Conferma, come già sottolineato anche dal sindaco Sironi, la stretta collaborazione con l’amministrazione di Agrate. Auspica poi che gli investimenti e il piano di salvaguardia occupazionale sulla ST di Catania, possano essere l’avanguardia di una soluzione da modellare sulle esigenze e sulle prerogative del sito Agrate Brianza “Il governo ha già tutelato il progetto di Catania e ora sta spingendo affinché ST presenti un piano industriale chiaro e definito per l’Italia entro la pausa estiva, che comprenda anche Agrate, garantendo investimenti e competitività”. 

Investimenti e un nuovo impianto alla ST Microelettronics di Catania


Già, Catania. In questa vicenda ingarbugliata, fino ad ora non avevamo fatto cenno alla ST Microelettronics di Catania, dove lavorano altre 5.000 e più persone. E a leggere le notizie che provengono dalla Sicilia, non sembra di avere a che fare con un diverso dipartimento della medesima azienda, ma piuttosto con una società completamente diversa. Perché come riferito dallo stesso ministro D’Urso, per quanto riguarda il sito catanese le soluzioni sono già state trovate. Previsto infatti un investimento di ben 5 miliardi di euro per la costruzione di un nuovo impianto, e a settembre partirà un corso di specializzazione promosso da ITS Steve Jobs di Catania, con la collaborazione di Confindustria Catania e ST Microelettronics.

Verrebbe da pensare a uno scherzo se in ballo non ci fosse il destino di migliaia di lavoratori. Ma come: Agrate mille e più esuberi e a Catania investimenti e corsi professionali? Intendiamoci, non stiamo facendo alcuna allusione o rivendicazione: siamo felici per i lavoratori di Catania che potranno continuare a lavorare e a portare a casa lo stipendio. Non si capisce però perché, secondo i vertici di ST, dovrebbe essere Agrate Brianza a fare penitenza, proponendo per quel territorio un piano industriale irricevibile e senza mostrare, almeno pubblicamente, alcuna volontà di rivederlo, al momento. 

La class action degli investitori americani


Vertici di ST che a quanto pare hanno molte altre gatte da pelare. Tra queste anche una class action avanzata da parte di Faith Close, Hassan Ibrahim, Aya Zalat e Ferdinando Garbuglio in rappresentanza degli investitori americani di Stmicroelectronics che accusano il Ceo Chery di false comunicazioni e insider trading.

Chery e il suo direttore finanziario Lorenzo Grandi sarebbero responsabili, secondo l’accusa, di aver diffuso previsioni di crescita fuorvianti per l’anno 2024, nascondendo il peggioramento dei risultati dell’azienda. La strategia è stata quella di risultati a breve termine, al fine di nascondere le perdite.
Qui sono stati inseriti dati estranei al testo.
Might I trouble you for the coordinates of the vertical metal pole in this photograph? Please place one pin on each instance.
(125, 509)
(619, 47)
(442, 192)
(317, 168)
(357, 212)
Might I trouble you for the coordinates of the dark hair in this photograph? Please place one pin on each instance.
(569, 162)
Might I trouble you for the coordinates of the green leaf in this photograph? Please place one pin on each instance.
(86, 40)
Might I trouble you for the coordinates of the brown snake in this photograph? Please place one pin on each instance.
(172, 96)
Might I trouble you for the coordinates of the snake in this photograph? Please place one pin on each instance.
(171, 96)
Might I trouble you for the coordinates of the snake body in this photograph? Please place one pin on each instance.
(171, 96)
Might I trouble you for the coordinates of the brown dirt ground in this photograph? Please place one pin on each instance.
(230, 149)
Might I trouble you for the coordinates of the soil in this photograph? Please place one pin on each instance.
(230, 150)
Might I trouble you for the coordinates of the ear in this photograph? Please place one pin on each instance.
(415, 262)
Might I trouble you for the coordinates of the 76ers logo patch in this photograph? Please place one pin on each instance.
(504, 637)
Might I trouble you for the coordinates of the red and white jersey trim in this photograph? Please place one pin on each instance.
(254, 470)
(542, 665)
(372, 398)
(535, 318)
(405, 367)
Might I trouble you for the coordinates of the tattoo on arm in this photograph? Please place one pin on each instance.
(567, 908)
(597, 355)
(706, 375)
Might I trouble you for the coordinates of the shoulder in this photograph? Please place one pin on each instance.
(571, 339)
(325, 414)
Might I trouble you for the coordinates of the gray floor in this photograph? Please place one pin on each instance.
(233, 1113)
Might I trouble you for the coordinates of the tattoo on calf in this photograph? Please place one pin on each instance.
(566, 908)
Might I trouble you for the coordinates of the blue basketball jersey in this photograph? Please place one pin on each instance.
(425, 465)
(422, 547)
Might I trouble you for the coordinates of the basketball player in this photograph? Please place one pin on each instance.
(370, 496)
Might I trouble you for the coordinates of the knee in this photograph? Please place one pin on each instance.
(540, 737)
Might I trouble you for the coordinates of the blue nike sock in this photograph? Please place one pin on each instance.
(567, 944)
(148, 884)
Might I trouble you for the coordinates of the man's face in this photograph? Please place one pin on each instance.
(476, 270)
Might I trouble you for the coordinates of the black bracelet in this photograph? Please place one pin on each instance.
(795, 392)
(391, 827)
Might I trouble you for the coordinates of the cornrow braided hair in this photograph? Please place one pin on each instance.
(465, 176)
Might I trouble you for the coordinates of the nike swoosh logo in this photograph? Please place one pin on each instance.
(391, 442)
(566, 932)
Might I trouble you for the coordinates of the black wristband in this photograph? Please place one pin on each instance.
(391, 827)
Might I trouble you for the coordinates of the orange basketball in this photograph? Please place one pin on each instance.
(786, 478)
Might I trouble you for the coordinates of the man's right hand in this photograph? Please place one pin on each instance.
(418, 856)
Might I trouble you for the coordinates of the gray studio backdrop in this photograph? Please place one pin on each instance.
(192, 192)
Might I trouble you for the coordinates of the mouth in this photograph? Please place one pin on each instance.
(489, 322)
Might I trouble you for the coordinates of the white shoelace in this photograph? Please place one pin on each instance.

Come? Secondo CW1, testimone per i promotori dell’azione legale di gruppo, venivano praticati “Sconti eccessivi per dare l’impressione ingannevole di risultati finanziari migliori nel 2023. Tuttavia, se da un lato il fatto di anticipare le vendite con questi sconti ha permesso a STM di dichiarare il raggiungimento degli obiettivi trimestrali a breve termine, dall’altro ha creato un eccesso di scorte presso i distributori e gli utenti finali che ha ostacolato la domanda in futuro”.  CW1, secondo indiscrezioni, si dice possa Marco Monti, manager di ST fino al gennaio 2024. 

In gioco la dignità di un territorio e la credibilità del Paese


La vicenda di STMicroelectronics e del sito di Agrate Brianza rappresenta un caso emblematico di come scelte industriali poco lungimiranti, governance poco equilibrate e mancanza di visione strategica possano generare conseguenze profonde non solo per un’azienda, ma per interi territori e migliaia di famiglie. Il confronto con il sito di Catania, dove invece si investe con forza, amplifica la percezione di una gestione disomogenea e solleva interrogativi legittimi.

È evidente che serva un intervento deciso da parte delle istituzioni italiane, non solo per difendere i posti di lavoro, ma anche per garantire che il nostro Paese possa continuare a giocare un ruolo strategico in un settore cruciale come quello della microelettronica. Agrate non può e non deve diventare un sito di “serie B”, e ogni azione – sindacale, politica, istituzionale – deve tendere alla revisione di un piano industriale che oggi appare miope e dannoso. È in gioco molto più di un semplice stabilimento: è in gioco la dignità di un intero territorio e la credibilità dell’Italia come partner industriale affidabile e competitivo.